Ironically enough, those Supreme Court seats are turning out to be more independent than first expected. I think it’s funny how time and time again, a Supreme Court justice will go against the grain of what was first expected of their ideology, once on the court.

You hit the nail on the head about RvW. Keep people pumped up, but never deliver… the ultimate tease! (Sorry about the double-entendres.)

Abortion is such a sticky issue. I think the problem with it is the debate is not really about what it appears to be. I think we both know and agree that it is against human nature to be celibate—hence why being a priest is such a supreme obligation. In light of this, it is plainly impractical to provide no alternative to abortion except abstinence. While the Catholic Church’s position is admirable (the protection of all life) and ideologically consistent, it is far from practical.

If we didn’t live in a culture that came from a patriarchal past, we wouldn’t need abortion. But sadly, the debate over it is not really about the life of a fetus, but about women’s rights. A woman is slighted by society if she has a child out of wedlock OR if she chooses to have an abortion OR if she uses artificial birth control. It’s honestly a no-win situation for the woman.

Beyond that, the last thing we need is women trying to give themselves abortions with coat hangers. So basically, I feel that while abortion is a gruesome procedure that damages all parties involved, it is a necessary practice in a society that backs women into such a corner.

Interestingly enough, not all progressives are “anti-life/pro-choice”. John Kerry, although he disagrees with abortion, took the “hands off” approach. I thought that was admirable.

In my personal opinion, what needs to be legislated by government are issues that affect the Social Contract, not issues that reflect personal moral beliefs. That is, is everyone given equal rights and opportunities, is the majority supported while the minority protected, is there appropriate balance of power between all parts of government and the people.

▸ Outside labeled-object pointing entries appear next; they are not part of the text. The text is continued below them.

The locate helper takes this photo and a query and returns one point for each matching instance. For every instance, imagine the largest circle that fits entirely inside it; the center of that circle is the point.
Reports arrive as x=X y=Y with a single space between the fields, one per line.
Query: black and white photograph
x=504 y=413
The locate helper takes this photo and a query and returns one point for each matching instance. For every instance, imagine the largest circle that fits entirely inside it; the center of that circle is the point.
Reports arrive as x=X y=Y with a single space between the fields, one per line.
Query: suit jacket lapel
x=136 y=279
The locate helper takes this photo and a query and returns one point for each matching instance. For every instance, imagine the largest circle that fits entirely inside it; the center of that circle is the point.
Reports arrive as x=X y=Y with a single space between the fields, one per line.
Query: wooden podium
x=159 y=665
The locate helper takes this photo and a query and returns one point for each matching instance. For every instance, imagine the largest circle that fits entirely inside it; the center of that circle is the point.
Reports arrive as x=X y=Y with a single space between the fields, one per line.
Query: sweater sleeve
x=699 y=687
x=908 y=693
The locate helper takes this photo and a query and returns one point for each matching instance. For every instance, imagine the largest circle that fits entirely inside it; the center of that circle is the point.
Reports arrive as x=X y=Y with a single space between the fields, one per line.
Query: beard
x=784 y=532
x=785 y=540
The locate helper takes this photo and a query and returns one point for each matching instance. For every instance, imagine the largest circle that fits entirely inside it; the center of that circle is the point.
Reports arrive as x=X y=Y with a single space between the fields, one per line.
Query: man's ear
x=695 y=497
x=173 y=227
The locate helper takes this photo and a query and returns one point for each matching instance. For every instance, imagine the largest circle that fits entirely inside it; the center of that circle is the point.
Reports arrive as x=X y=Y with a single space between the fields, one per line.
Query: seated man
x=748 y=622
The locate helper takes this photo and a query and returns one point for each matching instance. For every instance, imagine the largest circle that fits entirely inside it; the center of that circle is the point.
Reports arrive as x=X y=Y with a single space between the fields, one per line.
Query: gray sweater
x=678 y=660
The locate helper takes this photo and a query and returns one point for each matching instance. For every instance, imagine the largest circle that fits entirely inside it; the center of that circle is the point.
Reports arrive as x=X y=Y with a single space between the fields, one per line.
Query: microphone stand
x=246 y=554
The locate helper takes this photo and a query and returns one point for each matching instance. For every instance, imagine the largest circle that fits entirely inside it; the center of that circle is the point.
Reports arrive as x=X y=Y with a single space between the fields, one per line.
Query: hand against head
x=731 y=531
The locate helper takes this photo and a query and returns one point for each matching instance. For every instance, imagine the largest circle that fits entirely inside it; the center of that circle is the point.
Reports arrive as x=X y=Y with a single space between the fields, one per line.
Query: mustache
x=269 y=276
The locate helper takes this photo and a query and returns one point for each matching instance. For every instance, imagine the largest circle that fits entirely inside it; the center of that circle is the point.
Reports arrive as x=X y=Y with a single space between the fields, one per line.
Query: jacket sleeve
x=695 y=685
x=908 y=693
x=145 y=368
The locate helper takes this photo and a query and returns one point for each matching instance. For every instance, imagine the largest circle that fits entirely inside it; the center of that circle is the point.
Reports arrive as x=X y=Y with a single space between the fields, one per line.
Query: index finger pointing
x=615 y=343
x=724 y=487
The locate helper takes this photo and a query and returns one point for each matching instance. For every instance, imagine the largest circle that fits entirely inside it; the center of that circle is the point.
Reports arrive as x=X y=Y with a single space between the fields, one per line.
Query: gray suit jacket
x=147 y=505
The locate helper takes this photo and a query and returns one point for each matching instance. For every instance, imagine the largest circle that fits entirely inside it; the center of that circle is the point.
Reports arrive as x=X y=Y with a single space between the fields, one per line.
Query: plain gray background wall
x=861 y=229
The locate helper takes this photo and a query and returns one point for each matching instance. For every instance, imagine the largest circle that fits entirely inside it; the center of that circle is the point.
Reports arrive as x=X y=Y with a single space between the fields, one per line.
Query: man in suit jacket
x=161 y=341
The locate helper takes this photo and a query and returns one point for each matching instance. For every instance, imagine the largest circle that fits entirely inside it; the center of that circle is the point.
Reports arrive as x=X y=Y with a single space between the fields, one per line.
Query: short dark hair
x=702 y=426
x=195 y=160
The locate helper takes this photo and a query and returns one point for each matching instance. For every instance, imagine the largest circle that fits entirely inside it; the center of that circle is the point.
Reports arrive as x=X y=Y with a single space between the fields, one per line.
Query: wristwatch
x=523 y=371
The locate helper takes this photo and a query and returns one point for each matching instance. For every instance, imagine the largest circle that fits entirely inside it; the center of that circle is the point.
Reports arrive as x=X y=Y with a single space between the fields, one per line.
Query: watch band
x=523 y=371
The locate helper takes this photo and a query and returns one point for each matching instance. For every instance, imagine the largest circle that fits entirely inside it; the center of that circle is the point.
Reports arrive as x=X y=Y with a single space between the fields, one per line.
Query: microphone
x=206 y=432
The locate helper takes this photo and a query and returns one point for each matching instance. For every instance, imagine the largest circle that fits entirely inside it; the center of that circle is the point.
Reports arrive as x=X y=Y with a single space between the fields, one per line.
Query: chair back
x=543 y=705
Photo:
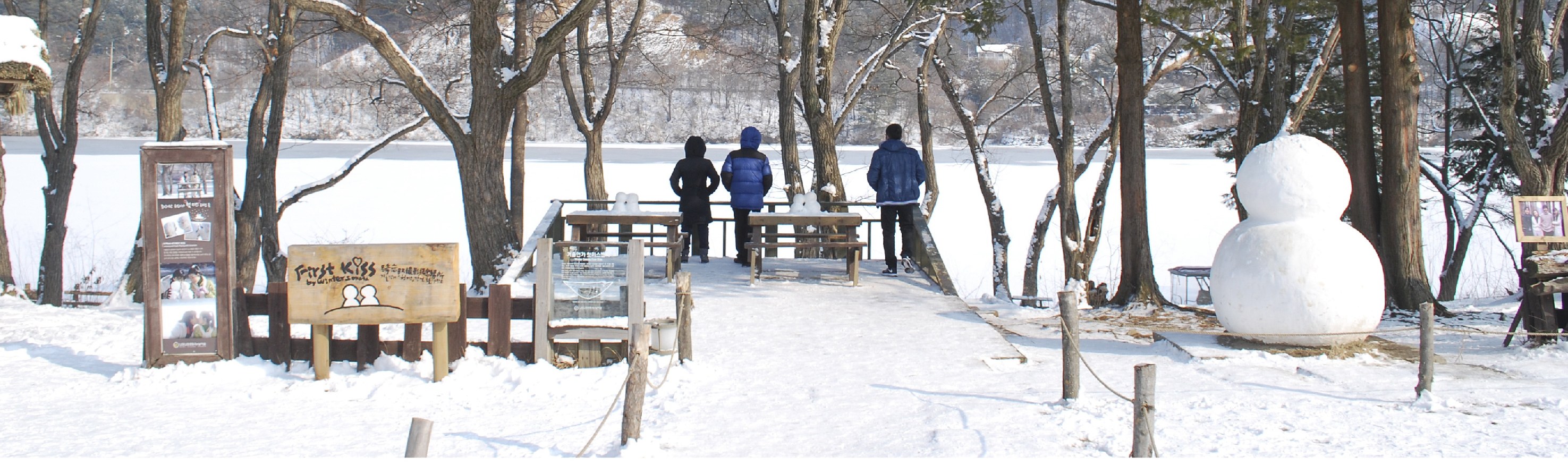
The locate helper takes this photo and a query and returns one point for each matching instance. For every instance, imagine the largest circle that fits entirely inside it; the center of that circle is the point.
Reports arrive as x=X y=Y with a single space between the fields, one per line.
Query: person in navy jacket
x=695 y=181
x=896 y=174
x=747 y=176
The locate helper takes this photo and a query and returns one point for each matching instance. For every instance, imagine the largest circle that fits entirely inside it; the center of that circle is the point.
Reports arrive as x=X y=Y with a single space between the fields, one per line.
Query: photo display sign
x=189 y=232
x=593 y=282
x=1539 y=218
x=374 y=284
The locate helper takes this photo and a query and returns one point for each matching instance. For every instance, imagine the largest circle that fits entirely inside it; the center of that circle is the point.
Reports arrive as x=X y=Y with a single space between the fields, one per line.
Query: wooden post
x=637 y=384
x=1143 y=411
x=1067 y=301
x=320 y=350
x=413 y=340
x=419 y=439
x=459 y=331
x=278 y=323
x=543 y=297
x=1427 y=342
x=439 y=345
x=684 y=315
x=499 y=315
x=368 y=346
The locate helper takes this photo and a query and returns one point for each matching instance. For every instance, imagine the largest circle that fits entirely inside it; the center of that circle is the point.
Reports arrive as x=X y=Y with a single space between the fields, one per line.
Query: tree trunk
x=593 y=165
x=1137 y=284
x=789 y=80
x=1404 y=264
x=165 y=57
x=256 y=224
x=1359 y=123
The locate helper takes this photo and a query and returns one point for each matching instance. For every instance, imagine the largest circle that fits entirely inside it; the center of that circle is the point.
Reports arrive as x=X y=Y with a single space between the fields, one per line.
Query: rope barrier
x=617 y=401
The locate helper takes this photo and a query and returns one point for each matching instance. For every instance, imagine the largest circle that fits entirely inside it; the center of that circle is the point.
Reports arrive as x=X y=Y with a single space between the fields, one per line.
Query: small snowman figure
x=620 y=204
x=1293 y=267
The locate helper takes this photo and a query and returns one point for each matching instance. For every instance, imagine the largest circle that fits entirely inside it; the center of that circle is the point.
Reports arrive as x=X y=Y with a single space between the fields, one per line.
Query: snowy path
x=822 y=368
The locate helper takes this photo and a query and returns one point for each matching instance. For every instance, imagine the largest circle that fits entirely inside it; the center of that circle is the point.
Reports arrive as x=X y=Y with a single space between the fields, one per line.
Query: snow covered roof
x=22 y=54
x=193 y=143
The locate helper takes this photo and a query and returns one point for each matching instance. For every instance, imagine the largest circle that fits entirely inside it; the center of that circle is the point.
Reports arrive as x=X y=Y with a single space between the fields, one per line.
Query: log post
x=322 y=350
x=543 y=297
x=1143 y=411
x=439 y=345
x=368 y=345
x=684 y=315
x=1067 y=303
x=635 y=384
x=499 y=315
x=413 y=340
x=419 y=439
x=278 y=325
x=1427 y=342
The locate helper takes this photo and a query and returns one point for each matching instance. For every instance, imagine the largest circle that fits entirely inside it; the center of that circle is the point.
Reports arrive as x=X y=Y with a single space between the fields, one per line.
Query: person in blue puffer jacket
x=896 y=174
x=747 y=176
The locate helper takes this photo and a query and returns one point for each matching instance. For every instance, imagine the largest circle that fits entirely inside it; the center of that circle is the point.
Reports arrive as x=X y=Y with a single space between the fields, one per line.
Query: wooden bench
x=852 y=262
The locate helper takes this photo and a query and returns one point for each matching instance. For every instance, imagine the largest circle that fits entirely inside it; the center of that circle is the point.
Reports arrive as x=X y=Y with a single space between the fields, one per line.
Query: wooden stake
x=439 y=346
x=635 y=384
x=1427 y=342
x=1067 y=301
x=543 y=297
x=1143 y=411
x=320 y=350
x=684 y=315
x=419 y=439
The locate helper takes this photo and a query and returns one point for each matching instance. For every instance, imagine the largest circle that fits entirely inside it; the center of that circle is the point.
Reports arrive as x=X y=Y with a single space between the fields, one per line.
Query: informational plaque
x=595 y=282
x=374 y=284
x=189 y=239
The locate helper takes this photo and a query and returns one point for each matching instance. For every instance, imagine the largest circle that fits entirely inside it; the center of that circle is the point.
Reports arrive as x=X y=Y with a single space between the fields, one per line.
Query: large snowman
x=1293 y=267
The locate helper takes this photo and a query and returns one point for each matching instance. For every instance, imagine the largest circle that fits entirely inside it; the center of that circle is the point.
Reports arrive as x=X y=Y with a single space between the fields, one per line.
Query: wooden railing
x=279 y=346
x=78 y=297
x=926 y=254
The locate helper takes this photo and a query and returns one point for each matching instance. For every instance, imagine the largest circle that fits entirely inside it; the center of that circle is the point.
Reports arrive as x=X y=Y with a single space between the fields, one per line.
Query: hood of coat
x=893 y=145
x=697 y=148
x=750 y=138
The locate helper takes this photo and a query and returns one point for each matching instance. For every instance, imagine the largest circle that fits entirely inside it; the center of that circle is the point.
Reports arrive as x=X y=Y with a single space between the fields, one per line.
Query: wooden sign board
x=189 y=234
x=1539 y=218
x=374 y=284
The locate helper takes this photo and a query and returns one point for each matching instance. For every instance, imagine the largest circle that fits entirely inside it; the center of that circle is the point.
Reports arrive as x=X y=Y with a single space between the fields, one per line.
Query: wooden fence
x=281 y=346
x=76 y=297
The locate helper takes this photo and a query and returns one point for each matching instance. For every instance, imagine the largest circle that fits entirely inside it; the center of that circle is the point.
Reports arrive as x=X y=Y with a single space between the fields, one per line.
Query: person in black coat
x=695 y=181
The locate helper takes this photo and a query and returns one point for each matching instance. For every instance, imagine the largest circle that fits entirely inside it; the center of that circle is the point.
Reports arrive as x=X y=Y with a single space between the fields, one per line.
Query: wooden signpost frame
x=222 y=157
x=545 y=292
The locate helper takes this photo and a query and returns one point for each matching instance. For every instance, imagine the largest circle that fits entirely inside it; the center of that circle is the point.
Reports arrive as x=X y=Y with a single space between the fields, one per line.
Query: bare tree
x=479 y=137
x=976 y=124
x=1359 y=121
x=58 y=135
x=1531 y=115
x=1401 y=232
x=590 y=112
x=1137 y=284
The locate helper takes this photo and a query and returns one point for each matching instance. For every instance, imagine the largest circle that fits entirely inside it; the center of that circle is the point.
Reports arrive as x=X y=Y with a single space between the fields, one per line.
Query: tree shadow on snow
x=70 y=359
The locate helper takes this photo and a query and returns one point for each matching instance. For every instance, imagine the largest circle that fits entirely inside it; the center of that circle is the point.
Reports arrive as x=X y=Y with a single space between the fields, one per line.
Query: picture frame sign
x=1540 y=218
x=189 y=232
x=374 y=284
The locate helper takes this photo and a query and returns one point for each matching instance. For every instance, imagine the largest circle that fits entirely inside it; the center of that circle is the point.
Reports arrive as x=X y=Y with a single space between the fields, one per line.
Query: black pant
x=742 y=231
x=904 y=215
x=693 y=224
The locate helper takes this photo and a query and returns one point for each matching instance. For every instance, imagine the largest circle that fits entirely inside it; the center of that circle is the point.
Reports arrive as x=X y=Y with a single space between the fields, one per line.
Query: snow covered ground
x=883 y=370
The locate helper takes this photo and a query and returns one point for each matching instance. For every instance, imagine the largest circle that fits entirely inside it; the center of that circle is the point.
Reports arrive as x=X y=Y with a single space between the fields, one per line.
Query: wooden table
x=584 y=229
x=849 y=239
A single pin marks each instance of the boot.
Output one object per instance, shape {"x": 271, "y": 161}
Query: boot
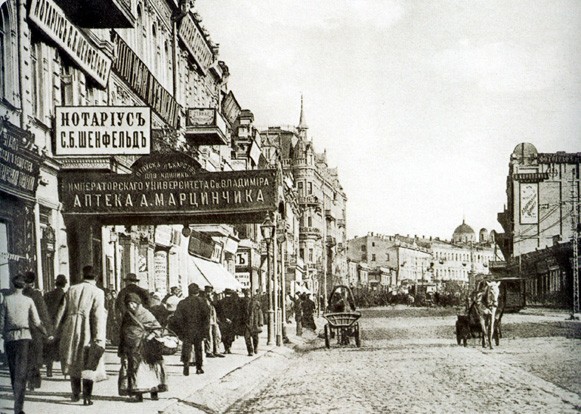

What scare me are the consolidation of power in any authority, be it moral, political, or economic; the ideological polarization of states and religions; the inability to discuss and debate issues (including through satire) without fervent and violent backlash, including the broad categorization of any critics as enemies.

We’re all together on this Earth, and we need to find ways to live with each other rather than against each other. One would think that after thousands of years of bloodshed and now, with the ability to communicate easily to almost anyone in the world, our barriers would be coming down, rather than getting higher.

And that’s where the conversation ended. Unfortunately he hasn’t responded to my last comment, I think I may have scared him off. What was really refreshing about this conversation was that we were able to start a discussion with shutting down or getting defensive; so much of socio-political rhetoric nowadays is in a hyper-reactional, hyper-defensive tone.